Former first lady Rosalynn Carter had entered hospice care on Friday at home in Plains, Georgia.
WASHINGTON — Rosalynn Carter, the former First Lady of the United States who changed what it meant to serve in that role, has died. She was 96.
The Carter Center announced her death on Sunday afternoon.
On Friday, Carter had entered hospice care at home in Plains, Georgia. The family announced earlier this year that the former first lady had been diagnosed with dementia. The former president, now 99, entered hospice care at home in February.
Eleanor Rosalynn Smith was born in Plains, Georgia on August 18, 1927. She was the eldest of four children. When she was 13, her father, Wilburn Edgar Smith, died of leukemia. Rosalynn was forced to take charge of her family while her mother got a job.
She later credited her mother, Frances Allethea Murray Smith, with infusing her with a sense of independence.
“I learned from my mother you can do what you have to do,” she told the Chicago Tribune in 2002.
Rosalynn attended Plains High School and graduated from Georgia Southwestern College in 1946.

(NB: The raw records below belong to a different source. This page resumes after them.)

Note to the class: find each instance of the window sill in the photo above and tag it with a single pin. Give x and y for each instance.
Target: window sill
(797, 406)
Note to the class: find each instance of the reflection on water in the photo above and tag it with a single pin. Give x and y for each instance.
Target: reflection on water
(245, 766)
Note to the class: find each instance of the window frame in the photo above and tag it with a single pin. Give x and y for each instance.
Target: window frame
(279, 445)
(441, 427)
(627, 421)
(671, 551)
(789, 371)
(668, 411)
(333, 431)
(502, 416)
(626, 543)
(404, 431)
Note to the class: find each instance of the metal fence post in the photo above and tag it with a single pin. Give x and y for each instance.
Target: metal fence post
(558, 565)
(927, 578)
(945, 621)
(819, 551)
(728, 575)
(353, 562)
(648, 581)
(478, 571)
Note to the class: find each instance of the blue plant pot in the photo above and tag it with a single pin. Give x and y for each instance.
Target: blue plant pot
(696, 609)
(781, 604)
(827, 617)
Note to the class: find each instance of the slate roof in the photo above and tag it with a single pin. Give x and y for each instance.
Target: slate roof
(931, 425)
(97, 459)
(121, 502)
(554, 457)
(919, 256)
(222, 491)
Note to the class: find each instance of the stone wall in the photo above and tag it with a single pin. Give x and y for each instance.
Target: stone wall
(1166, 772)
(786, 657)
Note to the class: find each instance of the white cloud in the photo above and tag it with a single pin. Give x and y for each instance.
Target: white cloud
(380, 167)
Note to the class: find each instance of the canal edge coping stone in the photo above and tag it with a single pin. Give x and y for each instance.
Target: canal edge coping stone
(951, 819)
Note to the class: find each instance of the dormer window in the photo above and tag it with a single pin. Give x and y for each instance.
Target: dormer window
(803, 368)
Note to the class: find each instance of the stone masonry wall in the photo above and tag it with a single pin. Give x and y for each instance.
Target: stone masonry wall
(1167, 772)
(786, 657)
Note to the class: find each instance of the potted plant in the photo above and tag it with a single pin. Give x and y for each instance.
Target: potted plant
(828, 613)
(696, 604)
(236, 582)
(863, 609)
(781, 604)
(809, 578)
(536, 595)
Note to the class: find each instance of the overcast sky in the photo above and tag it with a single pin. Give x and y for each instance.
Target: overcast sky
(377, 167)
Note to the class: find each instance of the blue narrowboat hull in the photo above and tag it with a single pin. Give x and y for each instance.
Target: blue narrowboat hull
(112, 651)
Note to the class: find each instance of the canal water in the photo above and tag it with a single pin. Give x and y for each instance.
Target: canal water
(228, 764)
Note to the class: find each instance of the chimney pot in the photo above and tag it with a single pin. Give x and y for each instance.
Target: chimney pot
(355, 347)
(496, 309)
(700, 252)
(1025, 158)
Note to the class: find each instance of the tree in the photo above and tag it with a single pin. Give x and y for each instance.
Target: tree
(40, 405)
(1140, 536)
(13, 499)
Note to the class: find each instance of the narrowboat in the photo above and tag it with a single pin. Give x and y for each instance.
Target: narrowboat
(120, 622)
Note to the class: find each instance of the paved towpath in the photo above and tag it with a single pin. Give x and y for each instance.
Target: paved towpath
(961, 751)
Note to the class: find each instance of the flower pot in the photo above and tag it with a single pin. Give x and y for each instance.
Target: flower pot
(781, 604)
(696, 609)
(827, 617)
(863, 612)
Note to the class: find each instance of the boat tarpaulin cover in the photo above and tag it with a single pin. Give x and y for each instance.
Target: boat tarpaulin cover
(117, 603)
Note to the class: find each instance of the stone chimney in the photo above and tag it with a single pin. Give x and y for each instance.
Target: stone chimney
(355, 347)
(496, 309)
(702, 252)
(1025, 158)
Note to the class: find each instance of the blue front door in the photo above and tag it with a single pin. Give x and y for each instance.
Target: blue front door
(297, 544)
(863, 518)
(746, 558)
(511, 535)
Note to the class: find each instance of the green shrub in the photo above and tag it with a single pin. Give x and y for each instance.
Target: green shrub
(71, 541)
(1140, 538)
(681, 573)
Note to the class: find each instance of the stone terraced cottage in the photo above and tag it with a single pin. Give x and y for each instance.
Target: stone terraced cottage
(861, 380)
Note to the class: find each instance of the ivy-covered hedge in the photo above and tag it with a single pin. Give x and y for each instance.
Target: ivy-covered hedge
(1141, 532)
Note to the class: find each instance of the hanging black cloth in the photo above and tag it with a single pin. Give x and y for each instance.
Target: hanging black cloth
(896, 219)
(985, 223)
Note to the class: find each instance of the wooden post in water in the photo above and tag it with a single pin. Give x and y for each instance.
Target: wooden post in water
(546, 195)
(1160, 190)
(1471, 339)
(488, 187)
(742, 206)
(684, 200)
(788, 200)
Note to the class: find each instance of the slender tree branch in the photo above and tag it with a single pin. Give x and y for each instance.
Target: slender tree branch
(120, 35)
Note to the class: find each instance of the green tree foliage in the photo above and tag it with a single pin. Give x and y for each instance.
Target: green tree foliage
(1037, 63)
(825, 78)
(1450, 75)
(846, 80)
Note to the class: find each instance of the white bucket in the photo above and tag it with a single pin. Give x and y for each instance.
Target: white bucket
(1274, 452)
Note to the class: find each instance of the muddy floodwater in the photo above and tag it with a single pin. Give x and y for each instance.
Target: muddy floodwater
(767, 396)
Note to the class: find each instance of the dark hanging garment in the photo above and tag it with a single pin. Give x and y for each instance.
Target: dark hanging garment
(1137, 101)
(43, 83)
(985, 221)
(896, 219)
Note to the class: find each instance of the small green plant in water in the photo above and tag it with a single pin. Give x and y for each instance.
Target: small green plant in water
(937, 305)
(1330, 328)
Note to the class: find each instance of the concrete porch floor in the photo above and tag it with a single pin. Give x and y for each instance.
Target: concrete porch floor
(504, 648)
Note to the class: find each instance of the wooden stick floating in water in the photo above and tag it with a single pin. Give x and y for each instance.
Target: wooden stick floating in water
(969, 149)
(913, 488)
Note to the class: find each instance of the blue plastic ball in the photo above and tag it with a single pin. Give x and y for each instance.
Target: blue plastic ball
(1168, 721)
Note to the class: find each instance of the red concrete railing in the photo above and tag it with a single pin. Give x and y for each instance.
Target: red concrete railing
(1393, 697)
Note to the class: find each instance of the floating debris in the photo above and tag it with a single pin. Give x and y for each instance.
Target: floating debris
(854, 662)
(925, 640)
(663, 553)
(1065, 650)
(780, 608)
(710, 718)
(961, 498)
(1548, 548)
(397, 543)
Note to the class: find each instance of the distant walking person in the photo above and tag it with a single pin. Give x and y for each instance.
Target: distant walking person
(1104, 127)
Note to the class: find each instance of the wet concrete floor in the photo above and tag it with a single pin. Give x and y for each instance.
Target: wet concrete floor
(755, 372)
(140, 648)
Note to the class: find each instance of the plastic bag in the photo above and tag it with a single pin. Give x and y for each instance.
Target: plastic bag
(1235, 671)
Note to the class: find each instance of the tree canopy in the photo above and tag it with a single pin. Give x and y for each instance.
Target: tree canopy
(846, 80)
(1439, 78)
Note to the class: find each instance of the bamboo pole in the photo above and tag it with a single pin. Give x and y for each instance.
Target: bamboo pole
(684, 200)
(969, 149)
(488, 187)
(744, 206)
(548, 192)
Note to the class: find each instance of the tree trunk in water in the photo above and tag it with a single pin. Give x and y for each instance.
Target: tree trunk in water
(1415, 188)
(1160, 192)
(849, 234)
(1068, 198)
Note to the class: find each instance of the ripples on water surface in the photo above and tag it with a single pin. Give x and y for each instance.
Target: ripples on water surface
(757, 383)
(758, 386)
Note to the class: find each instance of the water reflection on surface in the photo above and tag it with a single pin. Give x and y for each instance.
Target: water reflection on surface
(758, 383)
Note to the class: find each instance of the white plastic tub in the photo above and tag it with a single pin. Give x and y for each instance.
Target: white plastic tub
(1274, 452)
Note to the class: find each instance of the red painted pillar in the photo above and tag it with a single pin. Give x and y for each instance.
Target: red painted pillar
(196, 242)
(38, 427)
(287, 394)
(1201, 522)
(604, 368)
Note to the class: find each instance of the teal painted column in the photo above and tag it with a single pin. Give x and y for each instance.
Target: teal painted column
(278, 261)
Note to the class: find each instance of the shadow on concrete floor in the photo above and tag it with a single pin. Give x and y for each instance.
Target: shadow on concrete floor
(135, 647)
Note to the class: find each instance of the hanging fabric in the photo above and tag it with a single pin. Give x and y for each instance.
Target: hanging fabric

Rosalynn and Jimmy Carter were married on July 7, 1946 – one month before Rosalynn’s 19th birthday. They had three sons over the next six years — John William, James Earl III and Donnel Jeffrey – and then waited another 15 years before having a daughter, Amy.
She was a full partner with Jimmy in business and as he entered local, state and national politics. Jimmy declared Rosalynn was the “only politician in the family” – and he meant it.